His band of savvy European players, predominantly French, thrived together, putting out the flames of darkness which blighted English football. While there were many delightful attributes — Dennis Bergkamp, for example, brought the touch — the speed of thought and movement overwhelmed opponents. With deft touches, quick interchange of positions and blitzing runs past defenders, Arsenal moved in the fifth gear. They had reached the promised land before anyone else in England.
Ever since everybody caught up with Arsenal, Wenger has tried his hand at various recreations of those sunny days from his early years. This season, his hand forced by the never-ending rumblings of the transfer market, the French manager has brought the speed back. Liverpool has already shown that a creaky defence cannot limit offensive effervescence. It is time for Arsenal, to borrow the phrase often reserved for sides which can destroy with pace, run riot.
Mesut Ozil, Henrikh Mkhitaryan, Pierre-Emerick Aubameyang and Alexandre Lacazette. These are the men entrusted with rubbing out the nightmares of Alexis Sanchez’s final days. As another North London derby rolls up, it is worth recalling that it was Tottenham Hotspur which had initiated the Premier League’s renewed love affair with pace. Arsenal can now wrest the narrative.
So, it seems rather curious that the build-up to this encounter has been diverted to speculation over Lacazette’s future. On Friday, it was Emmanuel Petit’s turn to say that the French striker’s time at Arsenal might be winding to an end. After scoring four times in his first six league appearances, Lacazette has grabbed only five goals in the following 19. With the arrival of Aubameyang, some wonder whether he will be able to hold his place in the starting XI anymore.
This is not the first time Lacazette has had to deal with such questions.

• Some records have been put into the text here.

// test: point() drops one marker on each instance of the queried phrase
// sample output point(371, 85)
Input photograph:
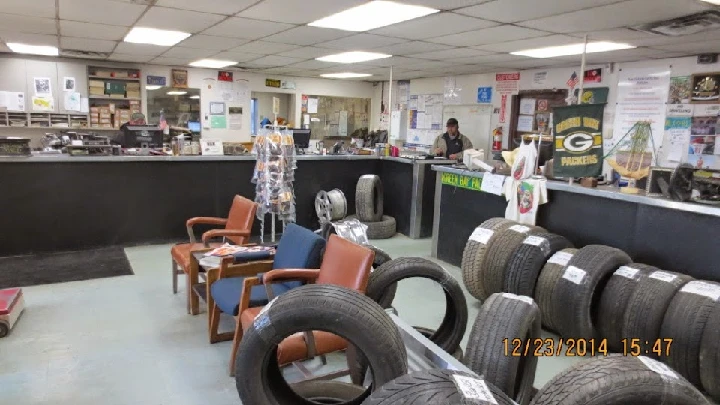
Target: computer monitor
point(301, 138)
point(194, 126)
point(142, 136)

There have always been doubts over his ability to excel at the biggest stage, his impressive goal-scoring record notwithstanding. It has certainly been a frustrating and exhausting introduction to English football for Lacazette, who has had to carry the Arsenal strike force through the festive period.
Last month, Wenger did voice his apprehension over the transition faced by his £52.7m striker. “They (Olympique Lyonnais players) don’t like to move away, usually. They produce their own players, the players who grew up around Lyon, like (Nabil) Fekir, Lacazette, (Maxime) Gonalons. They usually like to stay there. I did not know whether they wanted to move or not. It is a very specific French player at Lyon.”
Indeed, Lacazette shared a deep emotional connection with his former club. After spending 14 years with Lyon, the French striker finally made a move which had seemed impending for years. Six months, though, is too little a time to settle anywhere, let alone at your first foreign club. The quicker defenders and the greater intensity of football in England only add more seams to the transition.
Yet, Lacazette has shown that he is not out of place. In France, he was often taunted by the name ‘Penalzette’ for the number of goals he scored from spot-kicks. But it was Lacazette’s decisive presence and his mind-numbing physical effort — which has led to a few fitness issues in the past — which eventually won most observers over.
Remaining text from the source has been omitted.